4. The effectiveness of digital marketing in terms of off-site brand presence on blogging and micro-blogging platforms and email, mobile and social media marketing.
Out of the 100 prestige brands in the study, Lancome, BMW, Estee Lauder, Audi and Clinique emerge winners, with Digital IQs that are nearly double the average.
80 brands have a Chinese language website, but only 40 promote brand events within China, only 42 are mobile enabled and only 10 are e-commerce enabled. These Campaign China and Economist articles list several reasons why luxury brands in China and elsewhere haven’t embraced e-commerce yet.
While several brands attract a high volume of conversations on social networks, few are participating in these conversations. Mercedes-Benz, Audi, and BMW host pages and run contests on RenRen, Dior has a page on Qzone, while Lancôme and Johnnie Walker host groups on Kaixin001.
A few brands have also created customer and evangelist communities. Fashion brands Lancôme (Rose Beauty), Estée Lauder (e-Lady) and Clarins host branded beauty communities while BMW (My BMW Club) has created a customer community.

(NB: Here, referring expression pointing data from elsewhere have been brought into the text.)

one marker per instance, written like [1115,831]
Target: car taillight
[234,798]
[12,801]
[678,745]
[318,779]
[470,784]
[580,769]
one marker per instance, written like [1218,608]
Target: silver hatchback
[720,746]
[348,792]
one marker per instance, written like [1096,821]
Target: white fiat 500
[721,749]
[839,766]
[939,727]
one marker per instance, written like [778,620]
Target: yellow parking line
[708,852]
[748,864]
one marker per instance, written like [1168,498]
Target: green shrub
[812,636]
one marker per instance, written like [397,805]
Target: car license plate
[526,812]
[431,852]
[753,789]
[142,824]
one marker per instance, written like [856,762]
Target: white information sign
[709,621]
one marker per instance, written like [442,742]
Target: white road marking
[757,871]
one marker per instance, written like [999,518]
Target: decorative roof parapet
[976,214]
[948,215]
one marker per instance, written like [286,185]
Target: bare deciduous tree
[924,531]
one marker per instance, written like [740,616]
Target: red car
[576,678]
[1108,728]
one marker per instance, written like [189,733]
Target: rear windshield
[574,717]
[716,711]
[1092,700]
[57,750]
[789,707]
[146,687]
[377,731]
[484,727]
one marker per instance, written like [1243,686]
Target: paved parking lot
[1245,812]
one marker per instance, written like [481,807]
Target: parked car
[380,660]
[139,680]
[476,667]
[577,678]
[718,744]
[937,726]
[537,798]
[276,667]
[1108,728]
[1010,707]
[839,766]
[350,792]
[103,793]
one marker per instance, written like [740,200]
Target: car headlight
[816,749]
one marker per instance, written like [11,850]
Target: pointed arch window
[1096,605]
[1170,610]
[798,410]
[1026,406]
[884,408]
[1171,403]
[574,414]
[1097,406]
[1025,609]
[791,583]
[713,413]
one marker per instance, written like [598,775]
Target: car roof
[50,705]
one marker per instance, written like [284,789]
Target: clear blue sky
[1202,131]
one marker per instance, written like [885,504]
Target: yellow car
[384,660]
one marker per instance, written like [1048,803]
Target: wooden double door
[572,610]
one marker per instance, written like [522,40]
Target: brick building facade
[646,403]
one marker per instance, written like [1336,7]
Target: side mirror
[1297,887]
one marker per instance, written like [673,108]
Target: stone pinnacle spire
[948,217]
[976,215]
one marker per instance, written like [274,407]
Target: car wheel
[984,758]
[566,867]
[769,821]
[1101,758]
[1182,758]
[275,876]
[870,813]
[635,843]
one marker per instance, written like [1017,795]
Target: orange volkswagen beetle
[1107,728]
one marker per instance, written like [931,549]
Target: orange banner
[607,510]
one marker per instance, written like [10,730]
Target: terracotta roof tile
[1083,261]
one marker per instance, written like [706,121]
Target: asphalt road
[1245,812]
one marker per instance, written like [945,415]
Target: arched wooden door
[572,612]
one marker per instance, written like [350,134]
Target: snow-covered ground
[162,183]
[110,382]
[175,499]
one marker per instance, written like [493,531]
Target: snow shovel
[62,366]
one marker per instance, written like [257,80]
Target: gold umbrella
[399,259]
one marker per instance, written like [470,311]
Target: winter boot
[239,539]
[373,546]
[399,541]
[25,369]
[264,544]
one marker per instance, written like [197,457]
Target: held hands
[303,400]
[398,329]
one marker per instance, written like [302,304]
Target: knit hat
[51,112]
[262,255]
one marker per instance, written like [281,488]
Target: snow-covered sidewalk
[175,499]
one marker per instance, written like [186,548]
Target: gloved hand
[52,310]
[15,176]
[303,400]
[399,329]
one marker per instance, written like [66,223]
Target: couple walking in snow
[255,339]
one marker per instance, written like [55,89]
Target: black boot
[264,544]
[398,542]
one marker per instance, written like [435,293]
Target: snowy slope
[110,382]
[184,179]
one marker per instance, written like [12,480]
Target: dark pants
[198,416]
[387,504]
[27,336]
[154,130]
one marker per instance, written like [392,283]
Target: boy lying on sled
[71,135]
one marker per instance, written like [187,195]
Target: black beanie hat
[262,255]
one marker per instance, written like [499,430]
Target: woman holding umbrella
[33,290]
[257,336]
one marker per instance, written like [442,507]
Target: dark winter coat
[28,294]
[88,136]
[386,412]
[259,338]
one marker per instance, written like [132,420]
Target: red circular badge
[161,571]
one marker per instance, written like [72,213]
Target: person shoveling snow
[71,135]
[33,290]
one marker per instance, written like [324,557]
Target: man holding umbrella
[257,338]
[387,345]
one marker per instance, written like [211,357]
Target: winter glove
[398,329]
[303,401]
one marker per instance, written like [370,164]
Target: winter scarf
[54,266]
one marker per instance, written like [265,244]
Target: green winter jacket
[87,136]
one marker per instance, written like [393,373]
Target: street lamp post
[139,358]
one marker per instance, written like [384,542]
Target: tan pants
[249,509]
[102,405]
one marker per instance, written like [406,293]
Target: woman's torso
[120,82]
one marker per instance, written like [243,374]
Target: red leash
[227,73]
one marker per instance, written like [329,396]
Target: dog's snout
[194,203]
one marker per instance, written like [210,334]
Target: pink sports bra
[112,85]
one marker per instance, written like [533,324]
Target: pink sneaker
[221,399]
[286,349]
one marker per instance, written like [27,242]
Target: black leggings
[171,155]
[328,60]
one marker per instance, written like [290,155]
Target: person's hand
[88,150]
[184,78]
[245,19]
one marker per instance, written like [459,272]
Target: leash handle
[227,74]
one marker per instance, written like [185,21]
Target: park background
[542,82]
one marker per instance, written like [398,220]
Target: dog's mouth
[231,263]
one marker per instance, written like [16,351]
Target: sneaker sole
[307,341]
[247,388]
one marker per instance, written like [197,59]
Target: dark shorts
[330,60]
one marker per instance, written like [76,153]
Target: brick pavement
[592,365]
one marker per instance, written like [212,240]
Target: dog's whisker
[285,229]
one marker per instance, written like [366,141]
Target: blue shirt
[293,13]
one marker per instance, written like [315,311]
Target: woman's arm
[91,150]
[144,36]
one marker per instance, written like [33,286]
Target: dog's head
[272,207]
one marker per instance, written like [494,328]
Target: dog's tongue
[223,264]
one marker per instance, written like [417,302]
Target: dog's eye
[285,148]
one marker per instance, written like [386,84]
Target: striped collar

Audi, Mercedes-Benz, and Porsche have created BBS microsites to help facilitate discussions with brand evangelists.
Surprisingly, local luxury brands have higher Digital IQs and better e-commerce enabled websites, even though they lag behind in social media buzz. Hong Kong based Shanghai Tang is perhaps the first prestige brand to have a Chinese language iPhone application: it’s City Chic app serves as a guide to Shanghai style apart from promoting Shanghai Tang events and promos.
Even more surprisingly, beauty brands Lancôme, Clarins, and Estée Lauder have higher Digital IQ in China than in the US. Finally, brands with a high retail footprint don’t necessarily have high social media buzz.
So, it seems that luxury brands in China will benefit from all the four strategies in my toolkit, and (perhaps?) an additional fifth one: combine social and commerce functionality on your website to benefit from the Chinese social commerce opportunity.
Finally, if you are convinced why your brand needs a social commerce strategy in China, Gang Lu has some great tips on how to create a social commerce strategy for luxury brands in China.